Seretse Khama example essay topic
A brief biography of Sir Seretse Khama, Botswana's first president: Seretse Khama (1921-80), founding President of Botswana, 1966-80. He inherited an impoverished and internationally obscure state from British rule, and left an increasingly democratic and prosperous country with a significant role in Southern Africa. Seretse Khama was born on 1 July 1921 at Serowe in the British protectorate of Bechuanaland. He was was the son of Sekgoma Khama, and the grandson of the internationally famous Kgosi Khama (c. 1835-1923), ruler of the Bangwato people of central Botswana.
He was named Seretse-the clay that binds together-because of the recent reconciliation between his father and grandfather. Seretse's mother, Tebogo Kebailele, had been chosen by Khama to be the new wife of the ageing Sekgoma. When Sekgoma died in 1925, four-year old Seretse was proclaimed Kgosi. His uncle Tshekedi Khama became regent and later sole guardian for him. The lonely and often sickly child was sent to boarding schools in South Africa, but developed into a healthy and gregarious adolescent sportsman. He attended Fort Hare University College and graduated with a general BA degree in 1944.

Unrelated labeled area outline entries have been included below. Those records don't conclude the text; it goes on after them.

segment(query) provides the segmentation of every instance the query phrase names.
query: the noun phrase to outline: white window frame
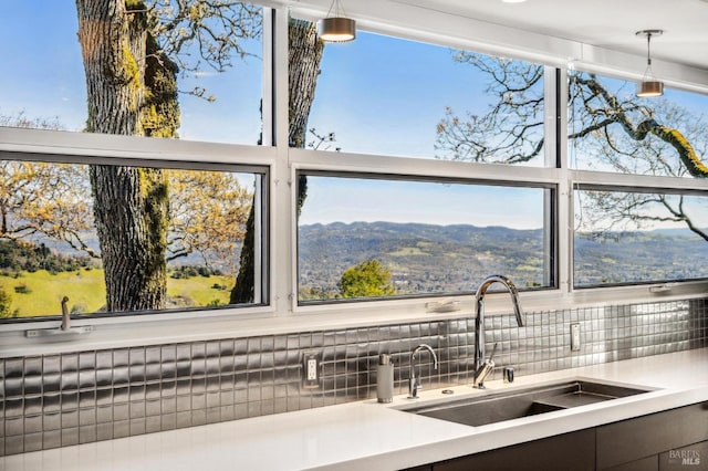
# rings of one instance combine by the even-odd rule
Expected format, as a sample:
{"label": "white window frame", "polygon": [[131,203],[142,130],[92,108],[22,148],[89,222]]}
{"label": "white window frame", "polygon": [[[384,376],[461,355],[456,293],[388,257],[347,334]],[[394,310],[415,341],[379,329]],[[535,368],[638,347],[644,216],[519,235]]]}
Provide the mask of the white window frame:
{"label": "white window frame", "polygon": [[[513,56],[546,64],[546,70],[558,76],[549,80],[546,72],[546,159],[558,159],[559,168],[527,168],[489,164],[467,164],[406,159],[389,156],[336,154],[291,149],[288,147],[288,18],[293,14],[316,19],[326,14],[329,2],[302,0],[292,2],[267,1],[282,6],[267,9],[263,21],[263,137],[264,145],[239,146],[139,137],[105,136],[35,129],[0,128],[0,158],[12,153],[67,155],[124,159],[195,160],[195,156],[208,155],[217,164],[243,164],[269,168],[269,257],[266,261],[270,276],[268,305],[215,312],[159,313],[149,316],[121,316],[115,318],[86,318],[77,325],[93,325],[95,331],[63,343],[28,339],[29,328],[58,327],[59,322],[15,323],[0,325],[0,357],[70,352],[86,348],[113,348],[133,345],[165,344],[195,339],[225,338],[230,336],[273,335],[324,328],[371,326],[392,322],[420,322],[439,318],[425,310],[425,299],[392,300],[347,305],[298,306],[296,302],[296,201],[294,176],[298,170],[365,171],[392,175],[425,175],[470,178],[479,180],[519,179],[524,182],[554,185],[556,187],[556,276],[559,287],[542,292],[522,293],[527,310],[556,310],[584,305],[612,303],[667,301],[705,296],[708,282],[686,282],[668,294],[650,292],[652,285],[606,289],[572,289],[572,222],[573,187],[575,184],[612,181],[626,187],[693,188],[708,191],[708,181],[698,179],[667,179],[662,177],[610,175],[572,170],[568,166],[566,133],[556,133],[556,126],[566,129],[566,73],[569,64],[603,74],[616,74],[625,78],[641,77],[645,59],[641,55],[617,53],[568,40],[548,38],[450,15],[439,11],[406,6],[385,0],[358,0],[347,6],[347,13],[358,20],[362,30],[392,34],[403,39],[425,41],[452,48],[470,49],[485,53]],[[326,3],[326,4],[325,4]],[[272,13],[272,17],[271,17]],[[268,17],[268,18],[266,18]],[[270,42],[273,41],[273,48]],[[333,45],[334,46],[334,45]],[[271,55],[272,52],[272,55]],[[708,93],[708,72],[655,61],[668,85]],[[556,73],[556,71],[559,71]],[[272,93],[271,93],[272,91]],[[555,102],[555,98],[559,98]],[[551,98],[553,106],[550,105]],[[272,111],[272,113],[269,113]],[[555,142],[555,148],[551,143]],[[270,146],[268,145],[270,144]],[[549,214],[551,217],[551,214]],[[461,310],[446,314],[446,318],[472,315],[472,300],[462,296]],[[508,300],[489,296],[490,314],[508,312]],[[41,324],[41,325],[38,325]]]}

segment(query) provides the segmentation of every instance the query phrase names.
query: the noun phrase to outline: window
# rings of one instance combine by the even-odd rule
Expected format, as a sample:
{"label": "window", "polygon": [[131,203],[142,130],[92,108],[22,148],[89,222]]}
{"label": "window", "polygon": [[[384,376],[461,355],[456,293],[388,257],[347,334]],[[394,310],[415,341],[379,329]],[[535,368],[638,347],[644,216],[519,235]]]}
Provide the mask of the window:
{"label": "window", "polygon": [[579,189],[574,284],[708,278],[708,196]]}
{"label": "window", "polygon": [[[187,3],[146,1],[147,12],[126,12],[150,18],[146,43],[134,52],[124,50],[123,62],[112,65],[107,51],[87,50],[107,42],[91,35],[101,29],[90,30],[79,21],[85,3],[32,0],[3,11],[0,41],[14,46],[0,51],[3,70],[12,71],[0,76],[0,126],[258,144],[261,7],[202,8],[196,23],[188,21],[194,12]],[[131,66],[142,64],[144,78],[138,83],[131,78]],[[112,70],[116,82],[127,77],[121,82],[125,86],[113,90],[110,81],[102,82],[97,72],[105,70]],[[107,100],[112,90],[122,98]],[[132,106],[134,98],[142,102],[139,109]]]}
{"label": "window", "polygon": [[544,165],[542,65],[361,32],[320,70],[295,146]]}
{"label": "window", "polygon": [[267,170],[148,165],[0,160],[0,316],[263,303]]}
{"label": "window", "polygon": [[569,80],[571,166],[608,172],[574,191],[574,285],[708,279],[708,193],[669,178],[708,176],[708,96],[667,88],[637,98],[634,82],[577,71]]}
{"label": "window", "polygon": [[571,166],[663,177],[708,175],[708,95],[666,88],[637,98],[636,83],[573,71],[570,77]]}
{"label": "window", "polygon": [[460,294],[491,273],[549,287],[543,187],[301,175],[299,301]]}

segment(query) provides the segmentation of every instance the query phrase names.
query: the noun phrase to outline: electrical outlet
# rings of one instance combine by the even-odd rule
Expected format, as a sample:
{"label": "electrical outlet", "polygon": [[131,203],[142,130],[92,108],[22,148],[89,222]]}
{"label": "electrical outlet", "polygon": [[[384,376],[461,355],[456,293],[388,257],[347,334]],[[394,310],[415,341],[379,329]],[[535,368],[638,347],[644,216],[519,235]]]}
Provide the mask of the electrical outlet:
{"label": "electrical outlet", "polygon": [[302,387],[316,389],[320,387],[320,352],[302,353]]}
{"label": "electrical outlet", "polygon": [[580,324],[571,324],[571,352],[580,352]]}

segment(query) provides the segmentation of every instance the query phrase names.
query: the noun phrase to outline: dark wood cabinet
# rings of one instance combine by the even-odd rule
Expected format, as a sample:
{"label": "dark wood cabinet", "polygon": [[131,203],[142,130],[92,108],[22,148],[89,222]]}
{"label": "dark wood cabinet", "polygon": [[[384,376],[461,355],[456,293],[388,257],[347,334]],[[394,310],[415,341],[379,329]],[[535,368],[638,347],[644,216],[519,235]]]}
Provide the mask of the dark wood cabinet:
{"label": "dark wood cabinet", "polygon": [[659,453],[708,440],[708,402],[597,427],[596,433],[598,470],[652,457],[658,463]]}
{"label": "dark wood cabinet", "polygon": [[706,471],[708,402],[415,468],[418,471]]}
{"label": "dark wood cabinet", "polygon": [[708,470],[708,440],[659,454],[659,471]]}
{"label": "dark wood cabinet", "polygon": [[444,461],[433,470],[592,471],[594,451],[595,431],[587,429]]}

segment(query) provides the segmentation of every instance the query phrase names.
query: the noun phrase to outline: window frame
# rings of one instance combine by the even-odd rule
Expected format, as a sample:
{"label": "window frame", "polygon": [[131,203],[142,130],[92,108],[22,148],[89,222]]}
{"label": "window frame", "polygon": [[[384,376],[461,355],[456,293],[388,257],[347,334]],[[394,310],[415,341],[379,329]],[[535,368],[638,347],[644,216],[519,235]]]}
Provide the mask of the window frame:
{"label": "window frame", "polygon": [[[272,4],[270,1],[259,2]],[[374,301],[350,305],[299,306],[296,301],[296,175],[300,170],[377,172],[384,175],[433,176],[464,178],[477,181],[523,181],[555,188],[554,214],[556,289],[522,293],[525,310],[560,310],[596,306],[613,302],[647,302],[660,295],[663,301],[705,296],[708,281],[694,281],[673,286],[667,293],[653,293],[657,284],[594,287],[572,287],[572,221],[575,185],[611,184],[617,187],[697,188],[708,192],[708,180],[671,179],[668,177],[627,176],[572,170],[568,165],[566,66],[610,73],[625,78],[638,78],[645,66],[639,55],[613,52],[566,40],[530,34],[511,28],[492,25],[469,18],[439,11],[398,6],[395,12],[378,0],[361,0],[351,6],[350,14],[362,18],[360,28],[400,39],[426,41],[438,45],[470,49],[481,53],[514,56],[545,64],[546,163],[544,168],[510,167],[494,164],[423,160],[377,155],[334,154],[296,149],[288,146],[288,18],[290,11],[315,20],[326,13],[324,6],[298,4],[271,10],[264,7],[263,19],[263,145],[244,146],[168,139],[106,136],[38,129],[0,127],[0,158],[22,153],[24,158],[45,155],[69,155],[85,158],[125,158],[129,160],[163,159],[192,161],[196,155],[208,156],[214,164],[240,164],[268,168],[267,198],[270,211],[268,224],[269,260],[264,266],[271,273],[268,304],[218,312],[159,313],[149,316],[82,320],[77,325],[93,325],[92,335],[72,342],[50,344],[24,337],[28,328],[52,328],[54,323],[17,323],[0,326],[0,356],[58,353],[77,348],[101,348],[145,344],[165,344],[228,336],[274,335],[322,328],[371,326],[392,322],[419,322],[439,318],[440,314],[425,310],[426,299]],[[569,60],[569,57],[571,57]],[[574,59],[585,57],[585,59]],[[678,64],[662,63],[667,84],[684,90],[708,93],[708,72]],[[553,113],[549,113],[554,111]],[[550,143],[554,143],[551,145]],[[555,164],[558,163],[558,165]],[[660,285],[660,284],[659,284]],[[462,308],[445,318],[469,317],[473,314],[471,296],[458,295]],[[508,300],[488,296],[490,315],[508,313]],[[195,322],[199,317],[200,322]],[[41,324],[41,325],[38,325]]]}
{"label": "window frame", "polygon": [[[400,157],[393,157],[395,159],[399,159]],[[415,160],[415,159],[414,159]],[[395,160],[394,160],[395,164]],[[460,163],[457,163],[460,164]],[[467,163],[461,163],[461,165],[468,165]],[[482,165],[493,165],[493,164],[482,164]],[[506,166],[501,166],[504,167]],[[371,172],[371,171],[327,171],[321,168],[313,170],[304,170],[302,167],[299,167],[295,170],[295,176],[292,181],[299,182],[300,177],[334,177],[334,178],[344,178],[344,179],[365,179],[365,180],[379,180],[379,181],[405,181],[405,182],[427,182],[427,184],[450,184],[450,185],[465,185],[470,187],[494,187],[494,188],[524,188],[524,189],[540,189],[546,190],[543,192],[543,258],[544,258],[544,285],[534,289],[523,290],[519,285],[520,291],[525,292],[537,292],[537,291],[548,291],[548,290],[556,290],[558,284],[558,264],[556,260],[556,248],[554,244],[554,240],[558,234],[558,227],[555,217],[555,205],[554,201],[558,200],[558,186],[551,182],[528,182],[521,180],[501,180],[501,179],[477,179],[472,176],[467,178],[461,178],[459,176],[452,177],[440,177],[440,176],[429,176],[429,175],[410,175],[404,174],[403,169],[399,169],[397,174],[381,174],[381,172]],[[295,271],[293,275],[293,296],[295,297],[298,307],[308,307],[315,305],[344,305],[344,304],[353,304],[353,303],[368,303],[372,301],[400,301],[400,300],[415,300],[415,299],[440,299],[440,297],[456,297],[456,296],[465,296],[471,295],[475,293],[476,286],[470,285],[468,290],[456,292],[456,293],[419,293],[419,294],[407,294],[407,295],[393,295],[391,297],[374,297],[374,299],[356,299],[356,300],[343,300],[343,299],[331,299],[331,300],[314,300],[314,301],[301,301],[299,299],[299,289],[300,289],[300,257],[299,257],[299,224],[295,219],[294,224],[294,233],[293,240],[295,244],[293,247],[293,255],[295,259],[294,265]]]}

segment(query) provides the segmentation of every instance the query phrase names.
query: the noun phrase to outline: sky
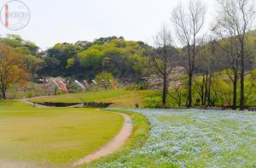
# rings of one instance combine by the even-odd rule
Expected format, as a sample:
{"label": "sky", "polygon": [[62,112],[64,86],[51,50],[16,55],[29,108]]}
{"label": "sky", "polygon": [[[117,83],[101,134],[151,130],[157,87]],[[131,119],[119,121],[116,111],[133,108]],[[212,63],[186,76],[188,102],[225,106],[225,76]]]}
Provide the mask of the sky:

In August 1945 he was sent to England for a legal education. After a year at Balliol College, Oxford, he enrolled for barrister studies at the Inner Temple, London. In 1947 Seretse Khama met an English woman of his age, Ruth Williams, daughter of a retired army officer. They were married in September 1948.
Uncle Tshekedi ordered Seretse home to berate him and demand a divorce. But, after a series of public meetings in Serowe, Seretse turned his people against Tshekedi, and was popularly recognised as Kgosi together with his wife. Tshekedi gave way and went into self-exile. The proclamation of a black chief with a white wife, in a territory strategically placed between South Africa and the Rhodesia's, caused outcry among white settler politicians. South Africa had come under the control of white Afrikaner nationalists in 1948.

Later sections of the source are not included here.